What to watch in May and Q2
Will the next AISI cyber-range solve be released or restricted? The “doubling every four months” finding implies the next end-to-end cyber result lands inside Q3. Whether it appears in a public AISI report or only in a vetted-defender channel will tell you everything about how the field has decided to handle dual-use capability going forward.
Does the open-weights frontier break Western parity, or does it stop at it? Three Chinese labs cleared SWE-Bench Pro 56-58 in April. The next benchmark to watch is whether GLM-5.2 / K2.7 / M2.8 push past Opus 4.7 and DeepSeek V4-Pro on real long-horizon coding rather than aggregate eval scores.
Will the Microsoft–OpenAI reset formalise the “preferred customer, non-exclusive” model for the rest of the frontier?
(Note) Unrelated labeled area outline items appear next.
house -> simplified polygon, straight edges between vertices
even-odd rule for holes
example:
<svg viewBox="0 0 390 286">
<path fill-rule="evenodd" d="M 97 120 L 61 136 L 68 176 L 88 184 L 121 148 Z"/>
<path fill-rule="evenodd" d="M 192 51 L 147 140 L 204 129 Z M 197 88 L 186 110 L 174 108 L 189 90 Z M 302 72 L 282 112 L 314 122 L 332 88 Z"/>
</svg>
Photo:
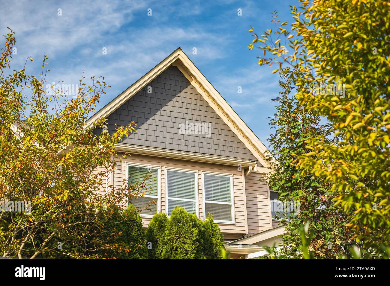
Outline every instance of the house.
<svg viewBox="0 0 390 286">
<path fill-rule="evenodd" d="M 102 117 L 109 132 L 115 124 L 137 125 L 136 132 L 115 146 L 122 162 L 117 158 L 106 184 L 139 181 L 151 172 L 153 191 L 132 201 L 136 206 L 157 202 L 151 212 L 141 212 L 145 227 L 154 212 L 169 216 L 180 205 L 202 219 L 212 213 L 234 258 L 257 257 L 262 246 L 280 239 L 284 228 L 273 221 L 269 188 L 260 180 L 269 170 L 266 147 L 181 48 L 87 126 Z M 125 153 L 131 156 L 123 158 Z"/>
</svg>

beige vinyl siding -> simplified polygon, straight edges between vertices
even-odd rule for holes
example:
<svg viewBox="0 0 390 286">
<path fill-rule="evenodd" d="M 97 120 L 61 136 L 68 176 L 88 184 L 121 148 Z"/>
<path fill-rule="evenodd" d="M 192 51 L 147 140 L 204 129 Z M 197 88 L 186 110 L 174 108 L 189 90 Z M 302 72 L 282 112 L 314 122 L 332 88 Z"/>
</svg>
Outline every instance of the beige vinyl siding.
<svg viewBox="0 0 390 286">
<path fill-rule="evenodd" d="M 249 234 L 272 228 L 267 185 L 261 183 L 262 175 L 252 172 L 245 179 L 246 213 Z"/>
<path fill-rule="evenodd" d="M 105 171 L 106 168 L 102 166 L 98 167 L 96 169 L 92 172 L 92 175 L 97 175 L 99 173 L 101 172 Z M 109 176 L 106 172 L 105 172 L 103 176 L 99 176 L 98 179 L 101 180 L 101 182 L 99 186 L 98 186 L 98 190 L 101 192 L 105 192 L 107 190 L 107 186 L 109 184 L 108 181 Z"/>
<path fill-rule="evenodd" d="M 208 172 L 232 175 L 235 223 L 234 224 L 218 223 L 218 225 L 221 230 L 224 233 L 245 234 L 247 233 L 246 231 L 246 218 L 244 198 L 244 179 L 242 171 L 238 171 L 236 167 L 136 154 L 128 156 L 125 159 L 123 157 L 122 154 L 119 153 L 118 155 L 122 160 L 122 162 L 119 161 L 119 158 L 117 158 L 117 165 L 114 172 L 113 180 L 113 184 L 116 187 L 123 185 L 123 180 L 126 179 L 126 165 L 127 163 L 143 165 L 150 164 L 153 167 L 161 167 L 161 210 L 163 212 L 166 212 L 166 169 L 167 168 L 172 168 L 197 172 L 198 209 L 199 217 L 202 219 L 205 218 L 205 214 L 203 210 L 202 172 Z M 150 219 L 150 218 L 143 218 L 144 227 L 147 226 Z"/>
<path fill-rule="evenodd" d="M 278 227 L 278 226 L 280 226 L 281 225 L 282 225 L 280 224 L 280 221 L 279 221 L 275 219 L 272 220 L 272 228 Z"/>
</svg>

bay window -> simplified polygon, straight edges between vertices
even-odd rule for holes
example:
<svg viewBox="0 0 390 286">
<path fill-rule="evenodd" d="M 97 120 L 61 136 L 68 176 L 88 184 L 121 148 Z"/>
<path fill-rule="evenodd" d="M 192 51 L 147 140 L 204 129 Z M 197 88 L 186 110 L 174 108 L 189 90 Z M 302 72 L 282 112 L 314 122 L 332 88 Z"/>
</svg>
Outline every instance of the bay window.
<svg viewBox="0 0 390 286">
<path fill-rule="evenodd" d="M 155 201 L 156 204 L 151 204 L 148 208 L 149 210 L 143 209 L 140 213 L 143 216 L 151 217 L 159 210 L 160 169 L 155 167 L 132 165 L 128 165 L 127 167 L 129 183 L 134 186 L 138 186 L 134 191 L 145 193 L 143 197 L 138 197 L 131 199 L 131 203 L 136 208 L 142 209 L 150 202 Z M 142 187 L 141 183 L 147 175 L 149 177 L 145 182 L 145 186 Z"/>
<path fill-rule="evenodd" d="M 204 213 L 213 215 L 216 222 L 234 222 L 232 177 L 231 175 L 204 173 Z"/>
<path fill-rule="evenodd" d="M 178 205 L 188 212 L 197 214 L 196 172 L 167 170 L 167 212 L 170 216 Z"/>
</svg>

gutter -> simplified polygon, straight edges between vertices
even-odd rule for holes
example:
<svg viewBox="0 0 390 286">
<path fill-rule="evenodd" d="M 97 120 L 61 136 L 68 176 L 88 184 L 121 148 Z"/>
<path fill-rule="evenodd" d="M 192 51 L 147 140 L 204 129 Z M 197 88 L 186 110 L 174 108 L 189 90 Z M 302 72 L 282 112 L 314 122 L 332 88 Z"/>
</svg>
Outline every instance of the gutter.
<svg viewBox="0 0 390 286">
<path fill-rule="evenodd" d="M 191 152 L 181 152 L 162 148 L 144 147 L 124 143 L 115 144 L 114 149 L 117 151 L 161 157 L 164 158 L 196 161 L 212 164 L 237 166 L 241 165 L 245 168 L 253 168 L 257 165 L 254 161 L 221 156 L 214 156 Z"/>
</svg>

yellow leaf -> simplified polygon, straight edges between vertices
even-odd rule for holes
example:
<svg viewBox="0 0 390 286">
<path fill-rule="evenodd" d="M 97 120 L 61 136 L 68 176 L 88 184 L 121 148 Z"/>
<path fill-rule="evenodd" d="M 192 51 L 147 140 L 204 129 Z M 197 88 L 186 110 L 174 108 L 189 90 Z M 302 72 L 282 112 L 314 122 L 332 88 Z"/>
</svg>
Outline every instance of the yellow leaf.
<svg viewBox="0 0 390 286">
<path fill-rule="evenodd" d="M 387 198 L 385 199 L 385 200 L 382 200 L 381 201 L 381 202 L 379 203 L 379 206 L 380 207 L 381 205 L 383 205 L 385 204 L 387 202 L 387 200 L 388 200 Z"/>
<path fill-rule="evenodd" d="M 353 127 L 352 128 L 352 129 L 356 129 L 356 128 L 359 128 L 359 127 L 361 127 L 362 126 L 363 126 L 364 125 L 364 124 L 363 123 L 362 123 L 361 122 L 359 122 L 357 124 L 355 124 L 355 125 L 354 125 Z"/>
<path fill-rule="evenodd" d="M 349 36 L 352 36 L 353 35 L 353 33 L 352 32 L 349 32 L 344 35 L 343 36 L 343 38 L 346 38 L 347 37 L 349 37 Z"/>
<path fill-rule="evenodd" d="M 349 122 L 351 122 L 351 121 L 352 120 L 352 118 L 353 118 L 353 115 L 350 115 L 348 117 L 348 118 L 347 118 L 347 120 L 345 121 L 345 125 L 347 125 L 349 123 Z"/>
</svg>

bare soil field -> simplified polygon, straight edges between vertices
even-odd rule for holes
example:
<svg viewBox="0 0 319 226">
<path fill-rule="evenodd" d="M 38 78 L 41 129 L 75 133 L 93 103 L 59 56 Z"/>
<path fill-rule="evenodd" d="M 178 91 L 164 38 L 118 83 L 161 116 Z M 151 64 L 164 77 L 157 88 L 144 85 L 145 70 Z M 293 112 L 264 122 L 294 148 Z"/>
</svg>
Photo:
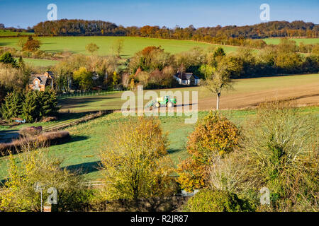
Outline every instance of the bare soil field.
<svg viewBox="0 0 319 226">
<path fill-rule="evenodd" d="M 198 110 L 215 109 L 216 96 L 203 87 L 185 87 L 155 90 L 197 91 Z M 144 90 L 147 92 L 147 90 Z M 137 93 L 135 92 L 135 94 Z M 123 92 L 89 97 L 61 100 L 62 112 L 90 112 L 100 110 L 120 110 L 126 101 L 121 100 Z M 254 108 L 269 100 L 294 100 L 298 106 L 319 105 L 319 74 L 244 78 L 234 81 L 233 89 L 225 90 L 220 97 L 220 108 L 237 109 Z M 144 104 L 147 103 L 145 100 Z"/>
</svg>

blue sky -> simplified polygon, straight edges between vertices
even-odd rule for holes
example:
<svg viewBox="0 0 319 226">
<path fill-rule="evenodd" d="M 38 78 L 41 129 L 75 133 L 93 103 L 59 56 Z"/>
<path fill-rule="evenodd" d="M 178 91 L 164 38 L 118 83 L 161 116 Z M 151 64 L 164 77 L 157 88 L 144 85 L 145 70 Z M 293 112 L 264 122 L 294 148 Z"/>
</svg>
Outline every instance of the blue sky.
<svg viewBox="0 0 319 226">
<path fill-rule="evenodd" d="M 262 22 L 259 6 L 264 3 L 270 6 L 270 20 L 319 23 L 318 0 L 0 0 L 0 23 L 32 27 L 47 20 L 51 3 L 57 6 L 58 19 L 101 20 L 123 26 L 252 25 Z"/>
</svg>

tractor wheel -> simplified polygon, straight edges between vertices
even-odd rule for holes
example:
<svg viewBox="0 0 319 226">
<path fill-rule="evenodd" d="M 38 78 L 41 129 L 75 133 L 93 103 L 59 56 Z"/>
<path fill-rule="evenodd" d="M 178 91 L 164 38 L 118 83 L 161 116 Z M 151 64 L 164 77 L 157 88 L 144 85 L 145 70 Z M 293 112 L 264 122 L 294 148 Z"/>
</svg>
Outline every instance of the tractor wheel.
<svg viewBox="0 0 319 226">
<path fill-rule="evenodd" d="M 161 106 L 161 105 L 160 104 L 160 102 L 157 102 L 155 103 L 155 106 L 156 107 L 160 107 Z"/>
<path fill-rule="evenodd" d="M 173 107 L 174 105 L 172 102 L 167 102 L 167 107 Z"/>
</svg>

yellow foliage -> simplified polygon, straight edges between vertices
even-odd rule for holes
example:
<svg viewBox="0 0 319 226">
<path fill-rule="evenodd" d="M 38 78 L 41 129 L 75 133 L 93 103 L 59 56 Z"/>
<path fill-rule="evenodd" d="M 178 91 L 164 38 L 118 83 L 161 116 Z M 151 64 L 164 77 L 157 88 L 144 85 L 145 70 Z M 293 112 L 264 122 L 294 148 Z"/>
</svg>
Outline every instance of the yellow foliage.
<svg viewBox="0 0 319 226">
<path fill-rule="evenodd" d="M 178 182 L 188 191 L 207 186 L 212 157 L 231 152 L 239 141 L 239 129 L 230 121 L 211 112 L 189 136 L 189 158 L 179 165 Z"/>
<path fill-rule="evenodd" d="M 158 121 L 140 117 L 119 125 L 100 153 L 109 199 L 160 196 L 174 191 L 167 135 Z M 174 184 L 173 184 L 174 185 Z"/>
</svg>

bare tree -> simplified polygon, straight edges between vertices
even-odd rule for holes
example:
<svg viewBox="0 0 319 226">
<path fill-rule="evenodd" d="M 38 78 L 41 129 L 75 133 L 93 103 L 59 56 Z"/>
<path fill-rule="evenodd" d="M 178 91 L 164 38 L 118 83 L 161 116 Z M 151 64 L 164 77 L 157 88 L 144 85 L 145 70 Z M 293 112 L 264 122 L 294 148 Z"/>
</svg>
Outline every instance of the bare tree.
<svg viewBox="0 0 319 226">
<path fill-rule="evenodd" d="M 116 40 L 112 46 L 113 51 L 116 53 L 116 56 L 120 57 L 121 53 L 123 52 L 124 46 L 124 40 L 122 39 Z"/>
<path fill-rule="evenodd" d="M 233 81 L 230 78 L 230 71 L 226 64 L 220 64 L 213 71 L 212 74 L 206 77 L 203 85 L 211 93 L 217 95 L 216 109 L 218 110 L 222 91 L 230 89 L 233 87 Z"/>
<path fill-rule="evenodd" d="M 99 50 L 99 47 L 96 45 L 96 44 L 91 42 L 85 47 L 85 49 L 93 55 L 95 52 Z"/>
</svg>

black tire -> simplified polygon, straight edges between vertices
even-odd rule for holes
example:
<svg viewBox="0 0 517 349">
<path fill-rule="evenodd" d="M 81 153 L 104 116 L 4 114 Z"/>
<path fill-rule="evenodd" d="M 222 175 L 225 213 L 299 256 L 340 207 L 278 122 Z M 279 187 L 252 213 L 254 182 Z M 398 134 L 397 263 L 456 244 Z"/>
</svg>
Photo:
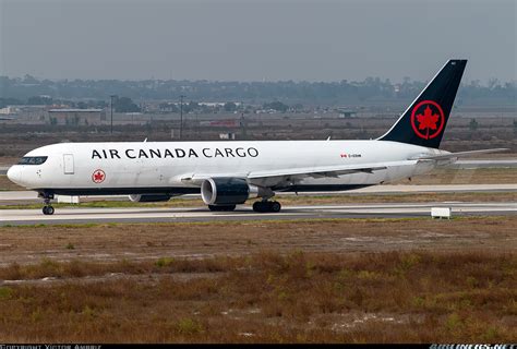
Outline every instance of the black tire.
<svg viewBox="0 0 517 349">
<path fill-rule="evenodd" d="M 220 212 L 220 210 L 230 212 L 230 210 L 236 209 L 236 207 L 237 205 L 208 205 L 208 208 L 212 212 Z"/>
<path fill-rule="evenodd" d="M 281 209 L 281 205 L 280 205 L 279 202 L 274 201 L 274 202 L 270 203 L 269 212 L 278 213 L 278 212 L 280 212 L 280 209 Z"/>
<path fill-rule="evenodd" d="M 254 212 L 260 212 L 260 213 L 263 213 L 263 212 L 266 212 L 264 208 L 265 205 L 262 201 L 255 201 L 253 203 L 253 210 Z"/>
</svg>

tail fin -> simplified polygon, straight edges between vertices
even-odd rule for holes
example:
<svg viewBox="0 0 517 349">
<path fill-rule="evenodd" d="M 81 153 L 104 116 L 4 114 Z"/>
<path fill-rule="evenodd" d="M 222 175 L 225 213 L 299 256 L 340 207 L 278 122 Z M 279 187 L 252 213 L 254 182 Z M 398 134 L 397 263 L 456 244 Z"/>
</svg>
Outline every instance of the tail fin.
<svg viewBox="0 0 517 349">
<path fill-rule="evenodd" d="M 438 148 L 467 60 L 449 60 L 380 141 Z"/>
</svg>

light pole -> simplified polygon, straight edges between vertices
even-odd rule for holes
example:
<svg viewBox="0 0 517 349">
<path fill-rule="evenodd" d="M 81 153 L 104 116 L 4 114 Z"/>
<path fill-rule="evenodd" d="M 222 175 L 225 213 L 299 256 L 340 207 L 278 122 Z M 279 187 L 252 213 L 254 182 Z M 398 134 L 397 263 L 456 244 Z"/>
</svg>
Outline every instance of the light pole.
<svg viewBox="0 0 517 349">
<path fill-rule="evenodd" d="M 117 95 L 110 95 L 109 98 L 111 100 L 111 128 L 110 128 L 110 133 L 113 134 L 113 98 L 117 97 Z"/>
<path fill-rule="evenodd" d="M 180 95 L 180 140 L 182 139 L 183 134 L 183 98 L 185 96 Z"/>
</svg>

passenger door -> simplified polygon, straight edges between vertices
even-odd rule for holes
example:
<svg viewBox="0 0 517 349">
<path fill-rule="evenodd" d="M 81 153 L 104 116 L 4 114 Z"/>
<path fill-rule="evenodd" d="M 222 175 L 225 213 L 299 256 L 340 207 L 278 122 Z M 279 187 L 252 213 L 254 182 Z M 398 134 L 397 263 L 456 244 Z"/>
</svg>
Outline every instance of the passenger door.
<svg viewBox="0 0 517 349">
<path fill-rule="evenodd" d="M 73 154 L 64 154 L 63 164 L 64 174 L 73 174 Z"/>
</svg>

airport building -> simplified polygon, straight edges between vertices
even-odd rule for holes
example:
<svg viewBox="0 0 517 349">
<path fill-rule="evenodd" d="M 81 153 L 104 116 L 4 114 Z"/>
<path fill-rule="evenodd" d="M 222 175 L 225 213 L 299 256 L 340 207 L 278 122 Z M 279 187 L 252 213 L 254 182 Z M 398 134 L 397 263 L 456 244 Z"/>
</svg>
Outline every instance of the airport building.
<svg viewBox="0 0 517 349">
<path fill-rule="evenodd" d="M 105 109 L 49 109 L 48 121 L 51 124 L 103 124 L 106 121 Z"/>
</svg>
If Microsoft, Google, AWS, and Oracle all converge on hosting every frontier model, the platform thesis that drove the original $13B Azure-OpenAI bet evaporates. The cloud margins implied by that convergence are an open question.
Does π0.7-style compositional generalisation transfer to humanoid form factors at scale? Pi has now demonstrated cross-embodiment zero-shot. Apptronik’s commercial scale-up, the 1X NEO consumer launch, and Skild’s Zebra-powered warehouse stack are the three most credible places to test whether robotics foundation models survive real deployment.
What happens the first time a state actor uses a publicly available agent on a publicly available marketplace? Project Deal demonstrated 186 successful agent-to-agent transactions inside one office. A KellyBench-style adversarial deployment in actual derivatives or prediction markets is a question of months, not years, and the regulatory infrastructure is not ready.